Installing and getting started with Spark

Spark is Apache Hadoop's successor. Therefore, it would be better to install and work Spark into a Linux-based system even though you can also try on Windows and Mac OS. It is also very possible to configure your Eclipse environment to work with Spark as a Maven project on any OS and bundle your applications as a jar file with all the dependencies. Secondly, you can try running an application from the Spark shell (Scala shell to be more specific) following the same fashion as SQL or R programming:

The third way is from the command line (Windows)/Terminal (Linux/Mac OS). At first you need to write your ML application using Scala or Java and prepare the jar file with the required dependencies. Then the jar file can be submitted to a cluster to compute a Spark job.

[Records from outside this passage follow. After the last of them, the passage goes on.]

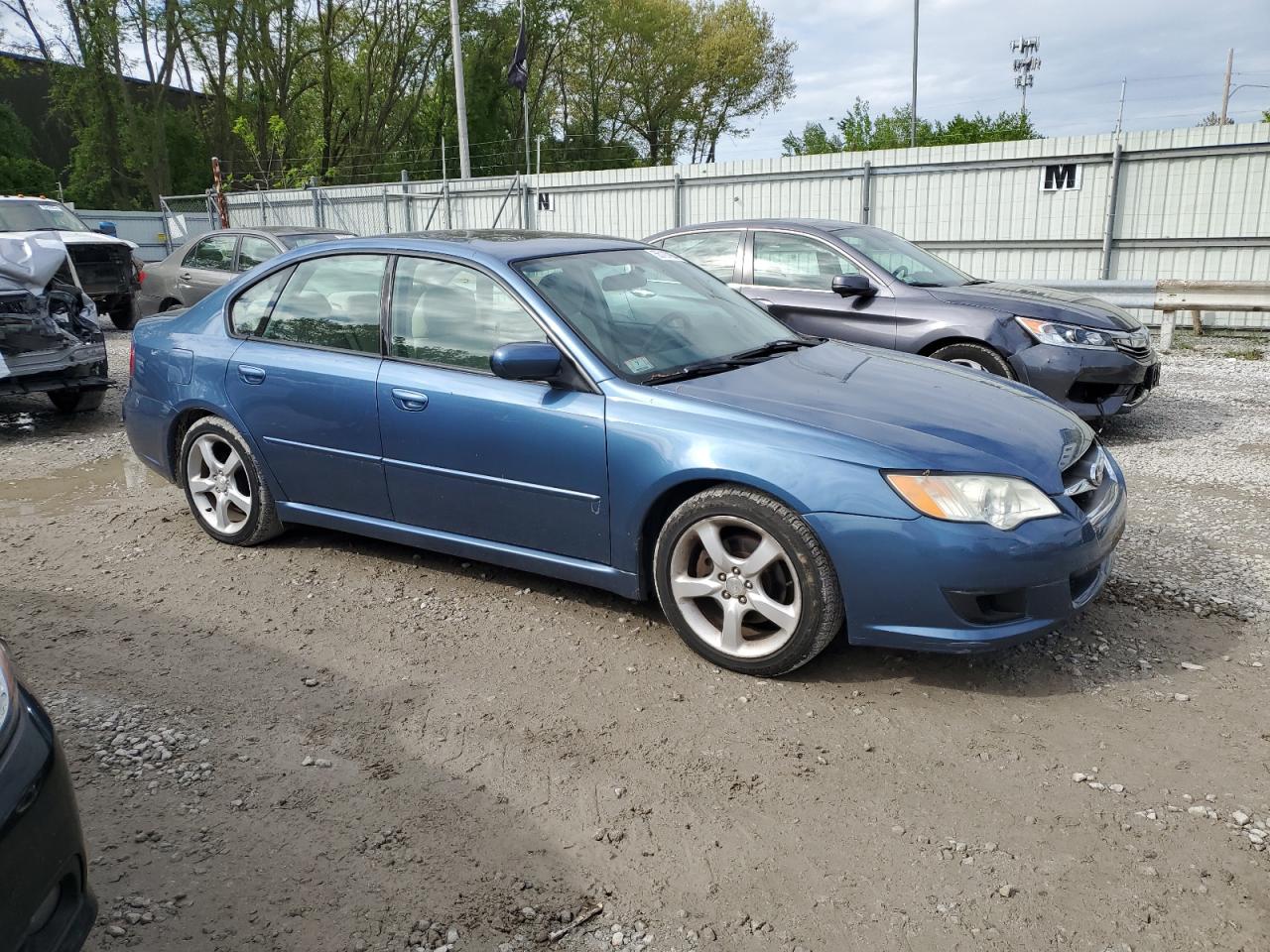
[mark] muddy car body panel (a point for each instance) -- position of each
(50, 340)
(574, 479)
(105, 266)
(44, 865)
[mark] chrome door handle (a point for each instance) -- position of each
(409, 400)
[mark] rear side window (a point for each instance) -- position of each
(253, 250)
(213, 254)
(453, 315)
(330, 302)
(253, 304)
(714, 252)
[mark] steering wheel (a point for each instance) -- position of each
(670, 321)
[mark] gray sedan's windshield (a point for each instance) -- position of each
(903, 259)
(39, 216)
(649, 313)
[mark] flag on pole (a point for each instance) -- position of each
(518, 70)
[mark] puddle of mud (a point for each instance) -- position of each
(70, 488)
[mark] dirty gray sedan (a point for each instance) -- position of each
(200, 266)
(864, 285)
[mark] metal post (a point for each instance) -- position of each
(456, 49)
(409, 206)
(1225, 87)
(865, 188)
(1109, 229)
(912, 104)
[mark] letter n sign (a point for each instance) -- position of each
(1065, 177)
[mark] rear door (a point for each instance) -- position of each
(793, 273)
(304, 380)
(206, 267)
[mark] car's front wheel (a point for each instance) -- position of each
(746, 583)
(223, 486)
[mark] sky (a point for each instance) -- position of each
(1173, 54)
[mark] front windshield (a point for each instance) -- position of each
(39, 216)
(903, 259)
(648, 312)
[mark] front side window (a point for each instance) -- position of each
(253, 304)
(453, 315)
(903, 259)
(797, 262)
(212, 254)
(712, 252)
(645, 311)
(330, 302)
(253, 250)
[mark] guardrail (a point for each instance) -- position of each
(1169, 296)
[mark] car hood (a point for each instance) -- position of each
(1042, 303)
(911, 413)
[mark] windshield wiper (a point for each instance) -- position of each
(694, 370)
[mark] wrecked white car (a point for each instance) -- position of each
(50, 338)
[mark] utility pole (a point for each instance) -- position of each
(912, 103)
(1225, 87)
(456, 51)
(1025, 64)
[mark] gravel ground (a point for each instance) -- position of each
(330, 743)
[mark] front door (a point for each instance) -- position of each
(304, 380)
(470, 453)
(794, 275)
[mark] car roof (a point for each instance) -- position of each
(808, 223)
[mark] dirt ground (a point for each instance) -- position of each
(330, 743)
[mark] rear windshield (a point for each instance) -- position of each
(310, 239)
(39, 216)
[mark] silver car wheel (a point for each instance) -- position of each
(218, 484)
(735, 587)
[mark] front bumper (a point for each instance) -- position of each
(1089, 382)
(48, 902)
(937, 585)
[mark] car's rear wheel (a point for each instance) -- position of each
(223, 486)
(746, 583)
(72, 402)
(975, 357)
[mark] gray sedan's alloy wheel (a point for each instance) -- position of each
(746, 583)
(223, 486)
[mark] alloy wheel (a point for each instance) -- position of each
(735, 587)
(218, 484)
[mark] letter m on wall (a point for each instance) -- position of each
(1065, 177)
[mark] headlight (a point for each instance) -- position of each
(998, 500)
(1065, 334)
(8, 697)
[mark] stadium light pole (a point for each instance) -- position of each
(912, 103)
(456, 48)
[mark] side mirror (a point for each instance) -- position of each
(853, 286)
(529, 359)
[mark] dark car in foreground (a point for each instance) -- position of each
(50, 339)
(869, 286)
(46, 904)
(200, 266)
(603, 412)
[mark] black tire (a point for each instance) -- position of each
(988, 359)
(72, 402)
(262, 524)
(125, 313)
(822, 610)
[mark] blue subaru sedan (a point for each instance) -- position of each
(603, 412)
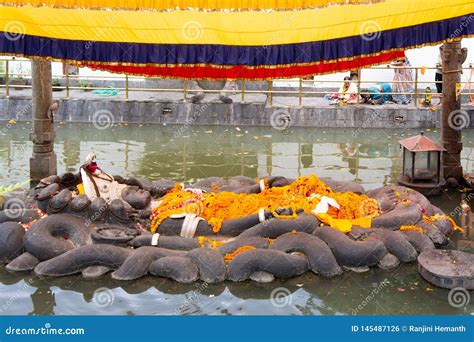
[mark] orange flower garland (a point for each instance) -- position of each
(240, 250)
(304, 193)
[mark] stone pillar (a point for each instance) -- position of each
(43, 160)
(452, 56)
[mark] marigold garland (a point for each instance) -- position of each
(240, 250)
(304, 193)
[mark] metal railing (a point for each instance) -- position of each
(300, 92)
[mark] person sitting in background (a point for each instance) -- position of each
(377, 94)
(403, 81)
(346, 94)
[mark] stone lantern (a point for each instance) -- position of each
(422, 165)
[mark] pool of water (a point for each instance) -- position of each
(371, 157)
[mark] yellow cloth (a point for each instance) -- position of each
(254, 28)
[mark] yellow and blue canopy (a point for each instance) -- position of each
(228, 39)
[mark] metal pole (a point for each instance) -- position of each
(184, 90)
(7, 79)
(270, 92)
(358, 85)
(67, 81)
(43, 160)
(452, 56)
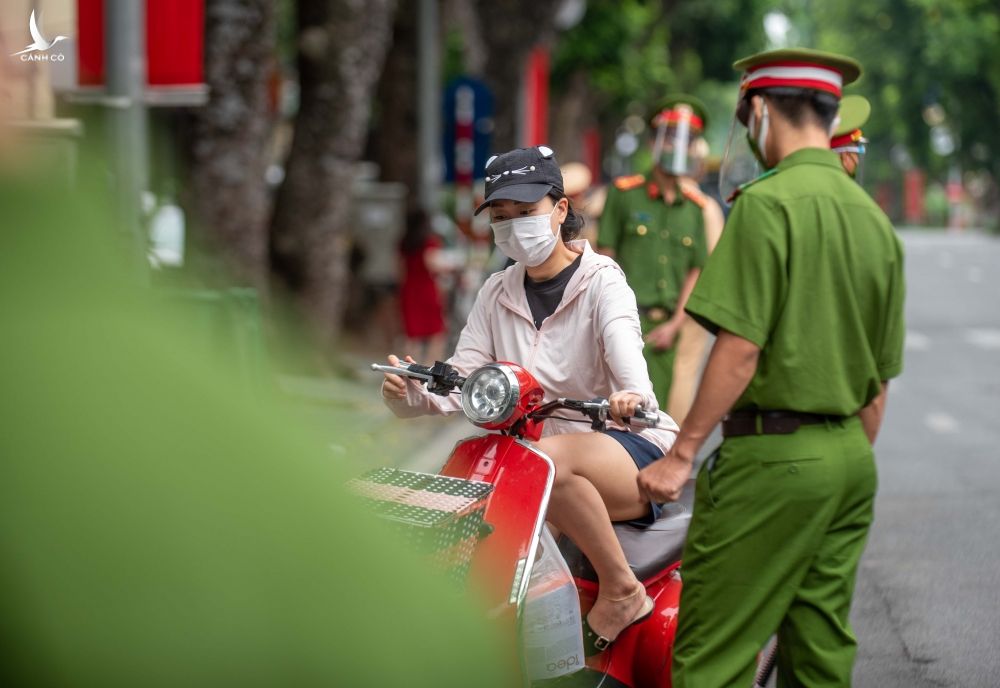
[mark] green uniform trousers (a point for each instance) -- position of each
(779, 525)
(660, 363)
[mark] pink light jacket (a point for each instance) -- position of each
(589, 347)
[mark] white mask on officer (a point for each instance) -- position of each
(529, 240)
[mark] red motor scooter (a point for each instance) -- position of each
(496, 488)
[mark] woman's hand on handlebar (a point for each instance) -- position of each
(623, 405)
(394, 386)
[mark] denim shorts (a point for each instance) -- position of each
(643, 452)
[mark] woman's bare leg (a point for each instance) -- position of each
(596, 483)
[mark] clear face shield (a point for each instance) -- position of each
(740, 162)
(852, 157)
(676, 148)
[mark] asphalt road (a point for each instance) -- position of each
(927, 607)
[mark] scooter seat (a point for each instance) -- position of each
(648, 550)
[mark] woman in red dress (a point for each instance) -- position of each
(419, 298)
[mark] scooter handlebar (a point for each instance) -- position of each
(643, 419)
(417, 372)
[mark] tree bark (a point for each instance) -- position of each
(510, 29)
(342, 46)
(228, 198)
(572, 114)
(394, 138)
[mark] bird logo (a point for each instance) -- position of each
(39, 44)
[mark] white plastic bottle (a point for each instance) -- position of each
(551, 630)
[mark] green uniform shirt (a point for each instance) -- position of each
(810, 270)
(655, 242)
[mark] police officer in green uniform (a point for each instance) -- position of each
(654, 228)
(805, 292)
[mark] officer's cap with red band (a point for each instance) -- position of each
(672, 109)
(798, 68)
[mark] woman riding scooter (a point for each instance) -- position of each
(567, 315)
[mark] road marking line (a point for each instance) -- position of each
(984, 338)
(941, 423)
(916, 341)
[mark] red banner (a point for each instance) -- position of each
(175, 42)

We will show how to develop and deploy a Spark ML application in three ways. However, the very first perquisite is to prepare your Spark application development environment. You can install and configure Spark on a number of operating systems, including:

  • Windows (XP/7/8/10)
  • Mac OS X (10.4.7+)
  • Linux distribution (including Debian, Ubuntu, Fedora, RHEL, CentOS, and so on)

Note

Please check, the Spark website at https://spark.apache.org/documentation.html for the Spark version and OS related documentation. The following steps show you how to install and configure Spark on Ubuntu 14.04 (64-bit). Please note that Spark 2.0.0 runs on Java 7+, Python 2.6+/3.4+, and R 3.1+. For the Scala API, Spark 2.0.0 uses Scala 2.11. Therefore, you will need to use a compatible Scala version (2.11.x).

Step 1: Java installation

Java installation should be considered as one of the mandatory requirements in installing Spark since Java and Scala-based APIs require having a Java virtual machine installed on the system. Try the following command to verify the Java version:

$ java -version 

If Java is already installed on your system, you should see the following message:

java version "1.7.0_80"
Java(TM) SE Runtime Environment (build 1.7.0_80-b15)
Java HotSpot(TM) 64-Bit Server VM (build 24.80-b11, mixed mode)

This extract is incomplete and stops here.